I haven’t tried it. However… I am prepared to offer a 9-1/2 minute long video review
of the donut. Right here:

Too late to edit:
8.5 out of 10 was the judgement.
He judged that the heat could be felt on contact, that it wasn’t too hot, that it was the hottest of the commercially marketed ghost pepper fast food items that he’s tried, and that it rates kind of like a hot wing sauce. Definately not a mild, according to The Report Of The Week- the dude above.

Did it burn your other end?

I recently got Ro-Tel Tomatoes with habaneros, and they were basically chopped tomatoes with little islands of ferocious heat. I check my labels a little more carefully now.

The other thing with all of these superpeppers is, there’s really not that much difference between them. A habanero is about a hundred times as spicy as a jalapeno: Now, that’s a significant difference. But a ghost pepper is, what, about twice as spicy as a habanero? So you could get the same effect just by using twice as many habs.

Reviewbrah never steers you wrong. I have this t-shirt of his. It’s accurate on way too many days.

I tried one of these a weekend or two ago. My sister insisted I have one after she’d tried one. She’s usually a lot more “tolerant” of hot spicy stuff than me.
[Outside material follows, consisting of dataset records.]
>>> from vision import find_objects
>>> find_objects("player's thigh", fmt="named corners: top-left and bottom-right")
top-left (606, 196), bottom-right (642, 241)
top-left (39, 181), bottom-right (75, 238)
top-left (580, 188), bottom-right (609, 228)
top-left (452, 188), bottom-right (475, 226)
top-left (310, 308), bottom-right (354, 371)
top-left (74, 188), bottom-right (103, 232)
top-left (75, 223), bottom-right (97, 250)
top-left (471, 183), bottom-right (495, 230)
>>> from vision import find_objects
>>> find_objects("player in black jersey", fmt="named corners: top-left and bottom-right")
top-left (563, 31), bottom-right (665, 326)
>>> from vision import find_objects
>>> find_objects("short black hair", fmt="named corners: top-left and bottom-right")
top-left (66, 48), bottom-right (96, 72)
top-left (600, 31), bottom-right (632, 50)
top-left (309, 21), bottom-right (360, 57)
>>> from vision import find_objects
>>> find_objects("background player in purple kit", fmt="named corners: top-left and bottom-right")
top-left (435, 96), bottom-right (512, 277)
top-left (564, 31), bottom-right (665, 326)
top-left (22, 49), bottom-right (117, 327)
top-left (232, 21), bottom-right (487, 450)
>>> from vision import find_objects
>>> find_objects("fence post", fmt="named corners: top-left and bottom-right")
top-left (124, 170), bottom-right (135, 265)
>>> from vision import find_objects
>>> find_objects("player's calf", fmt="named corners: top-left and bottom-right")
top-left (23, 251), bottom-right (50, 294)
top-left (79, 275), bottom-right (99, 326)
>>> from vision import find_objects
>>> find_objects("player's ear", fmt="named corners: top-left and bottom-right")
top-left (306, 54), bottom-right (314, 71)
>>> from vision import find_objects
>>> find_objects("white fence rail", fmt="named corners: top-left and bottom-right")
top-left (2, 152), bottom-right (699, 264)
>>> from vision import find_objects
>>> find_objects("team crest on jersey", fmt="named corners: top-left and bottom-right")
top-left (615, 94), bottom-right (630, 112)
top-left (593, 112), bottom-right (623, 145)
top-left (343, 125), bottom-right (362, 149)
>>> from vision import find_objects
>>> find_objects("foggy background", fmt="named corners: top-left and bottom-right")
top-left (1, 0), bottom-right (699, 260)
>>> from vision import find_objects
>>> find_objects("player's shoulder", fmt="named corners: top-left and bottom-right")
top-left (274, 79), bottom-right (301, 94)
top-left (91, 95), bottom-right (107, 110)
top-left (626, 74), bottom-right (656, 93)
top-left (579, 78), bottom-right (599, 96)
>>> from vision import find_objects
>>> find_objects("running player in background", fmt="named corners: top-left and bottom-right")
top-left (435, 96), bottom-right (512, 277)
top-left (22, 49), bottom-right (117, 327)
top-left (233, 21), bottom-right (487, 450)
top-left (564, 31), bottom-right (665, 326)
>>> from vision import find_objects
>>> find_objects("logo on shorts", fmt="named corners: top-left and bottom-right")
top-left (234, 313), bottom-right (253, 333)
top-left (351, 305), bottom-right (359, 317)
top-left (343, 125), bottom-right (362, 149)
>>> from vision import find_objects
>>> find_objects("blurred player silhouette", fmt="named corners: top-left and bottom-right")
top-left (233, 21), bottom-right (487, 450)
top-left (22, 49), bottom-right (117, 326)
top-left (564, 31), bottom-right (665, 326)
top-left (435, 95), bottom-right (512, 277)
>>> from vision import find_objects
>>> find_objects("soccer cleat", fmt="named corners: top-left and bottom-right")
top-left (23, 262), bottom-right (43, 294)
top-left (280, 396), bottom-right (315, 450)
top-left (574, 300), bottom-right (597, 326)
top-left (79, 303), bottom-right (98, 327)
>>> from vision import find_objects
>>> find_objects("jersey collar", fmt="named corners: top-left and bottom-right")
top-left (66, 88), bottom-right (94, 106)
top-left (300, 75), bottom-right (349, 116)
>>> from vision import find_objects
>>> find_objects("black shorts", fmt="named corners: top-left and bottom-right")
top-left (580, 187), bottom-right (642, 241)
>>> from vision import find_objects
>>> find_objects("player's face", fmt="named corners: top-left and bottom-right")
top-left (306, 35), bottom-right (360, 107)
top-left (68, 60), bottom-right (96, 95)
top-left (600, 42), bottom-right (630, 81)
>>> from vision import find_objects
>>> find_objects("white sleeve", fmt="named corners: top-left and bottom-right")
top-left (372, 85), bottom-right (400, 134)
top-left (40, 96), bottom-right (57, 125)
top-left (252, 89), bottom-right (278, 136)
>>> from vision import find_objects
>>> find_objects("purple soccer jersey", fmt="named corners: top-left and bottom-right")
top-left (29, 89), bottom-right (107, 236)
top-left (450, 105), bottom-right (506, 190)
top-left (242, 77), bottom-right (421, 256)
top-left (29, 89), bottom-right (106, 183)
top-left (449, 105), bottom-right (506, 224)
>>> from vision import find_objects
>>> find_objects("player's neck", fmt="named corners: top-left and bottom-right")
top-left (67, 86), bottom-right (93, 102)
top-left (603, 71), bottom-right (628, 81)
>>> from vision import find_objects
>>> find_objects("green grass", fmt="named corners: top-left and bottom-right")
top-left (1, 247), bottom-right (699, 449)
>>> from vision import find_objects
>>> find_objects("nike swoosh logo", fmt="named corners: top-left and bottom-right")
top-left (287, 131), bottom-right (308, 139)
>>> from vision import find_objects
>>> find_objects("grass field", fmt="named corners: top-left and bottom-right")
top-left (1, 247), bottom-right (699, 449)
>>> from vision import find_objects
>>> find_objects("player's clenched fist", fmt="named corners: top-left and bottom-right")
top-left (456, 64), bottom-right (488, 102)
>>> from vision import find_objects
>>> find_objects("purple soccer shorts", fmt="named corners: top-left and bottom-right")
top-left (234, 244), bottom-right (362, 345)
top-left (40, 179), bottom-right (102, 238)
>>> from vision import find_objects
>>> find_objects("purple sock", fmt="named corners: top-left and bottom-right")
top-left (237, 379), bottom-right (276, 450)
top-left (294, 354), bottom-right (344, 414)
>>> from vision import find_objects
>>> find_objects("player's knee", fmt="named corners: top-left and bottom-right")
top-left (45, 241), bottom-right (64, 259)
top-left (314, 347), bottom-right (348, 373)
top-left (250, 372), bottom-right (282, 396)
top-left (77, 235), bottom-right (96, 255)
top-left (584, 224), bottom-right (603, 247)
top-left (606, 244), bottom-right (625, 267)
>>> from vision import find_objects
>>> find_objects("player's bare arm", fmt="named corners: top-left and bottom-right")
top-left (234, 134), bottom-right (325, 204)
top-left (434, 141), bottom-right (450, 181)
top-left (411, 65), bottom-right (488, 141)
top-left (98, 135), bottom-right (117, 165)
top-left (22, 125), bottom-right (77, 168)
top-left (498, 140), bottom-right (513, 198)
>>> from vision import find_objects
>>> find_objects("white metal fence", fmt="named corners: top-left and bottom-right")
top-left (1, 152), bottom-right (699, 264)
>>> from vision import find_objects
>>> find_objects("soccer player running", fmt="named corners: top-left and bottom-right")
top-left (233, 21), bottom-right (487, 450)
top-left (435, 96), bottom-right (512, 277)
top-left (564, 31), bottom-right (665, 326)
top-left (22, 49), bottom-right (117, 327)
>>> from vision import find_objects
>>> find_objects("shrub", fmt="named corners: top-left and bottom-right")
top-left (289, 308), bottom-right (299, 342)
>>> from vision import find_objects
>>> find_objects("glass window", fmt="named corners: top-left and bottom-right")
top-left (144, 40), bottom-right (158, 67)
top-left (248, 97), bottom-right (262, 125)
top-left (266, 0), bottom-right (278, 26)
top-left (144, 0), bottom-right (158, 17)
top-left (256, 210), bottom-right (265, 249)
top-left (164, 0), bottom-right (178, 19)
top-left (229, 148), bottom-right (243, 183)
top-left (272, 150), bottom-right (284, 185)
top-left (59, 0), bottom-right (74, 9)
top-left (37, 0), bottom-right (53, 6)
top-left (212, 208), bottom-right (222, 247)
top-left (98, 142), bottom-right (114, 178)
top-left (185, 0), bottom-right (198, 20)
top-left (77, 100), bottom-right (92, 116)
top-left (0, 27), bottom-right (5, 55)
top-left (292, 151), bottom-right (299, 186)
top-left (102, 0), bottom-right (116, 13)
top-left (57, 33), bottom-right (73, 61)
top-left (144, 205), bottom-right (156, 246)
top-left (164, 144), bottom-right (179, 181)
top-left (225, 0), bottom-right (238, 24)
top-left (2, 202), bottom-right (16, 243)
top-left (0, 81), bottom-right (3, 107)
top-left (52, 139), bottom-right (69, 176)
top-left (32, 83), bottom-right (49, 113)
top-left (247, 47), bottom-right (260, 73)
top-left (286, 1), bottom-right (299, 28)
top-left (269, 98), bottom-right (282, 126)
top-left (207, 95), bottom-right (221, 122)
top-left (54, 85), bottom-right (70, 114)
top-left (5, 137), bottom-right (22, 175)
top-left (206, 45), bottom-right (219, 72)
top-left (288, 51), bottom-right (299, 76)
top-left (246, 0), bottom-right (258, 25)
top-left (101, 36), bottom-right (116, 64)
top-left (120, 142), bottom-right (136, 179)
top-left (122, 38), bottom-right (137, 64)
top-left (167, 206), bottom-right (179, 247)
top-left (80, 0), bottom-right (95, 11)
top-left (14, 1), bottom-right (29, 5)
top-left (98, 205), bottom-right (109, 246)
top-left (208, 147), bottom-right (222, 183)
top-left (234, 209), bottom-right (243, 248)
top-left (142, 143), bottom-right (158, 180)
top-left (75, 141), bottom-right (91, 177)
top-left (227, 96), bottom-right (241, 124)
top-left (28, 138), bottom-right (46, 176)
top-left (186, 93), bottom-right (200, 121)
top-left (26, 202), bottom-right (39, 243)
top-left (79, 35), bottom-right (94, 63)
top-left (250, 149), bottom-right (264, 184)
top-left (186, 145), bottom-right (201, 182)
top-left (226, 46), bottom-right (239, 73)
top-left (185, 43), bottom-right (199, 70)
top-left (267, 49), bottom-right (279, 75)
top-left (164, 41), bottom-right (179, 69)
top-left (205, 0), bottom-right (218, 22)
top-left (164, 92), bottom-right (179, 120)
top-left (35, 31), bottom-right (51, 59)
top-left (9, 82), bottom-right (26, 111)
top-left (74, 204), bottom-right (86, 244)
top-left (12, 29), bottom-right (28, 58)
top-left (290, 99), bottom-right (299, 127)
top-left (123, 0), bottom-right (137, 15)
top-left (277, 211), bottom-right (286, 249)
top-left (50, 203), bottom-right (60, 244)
She claimed the donut wasn’t really hot while eating it but more left a hot feeling in her throat afterwards. My experience was different. I found it hot while eating it, but not intolerably so. I’ve had Wild Wings hotter than this, and I never go much higher than spicy garlic on their heat scale.

I don’t think I’d bother with another, if I wanted a hot donut, I’d just put some hot sauce on a krispy cream. Which I did do once, ages ago. Mind you I didn’t have terribly hot hot sauce, just normal franks or tobasco or something like that. Donut was okay, though.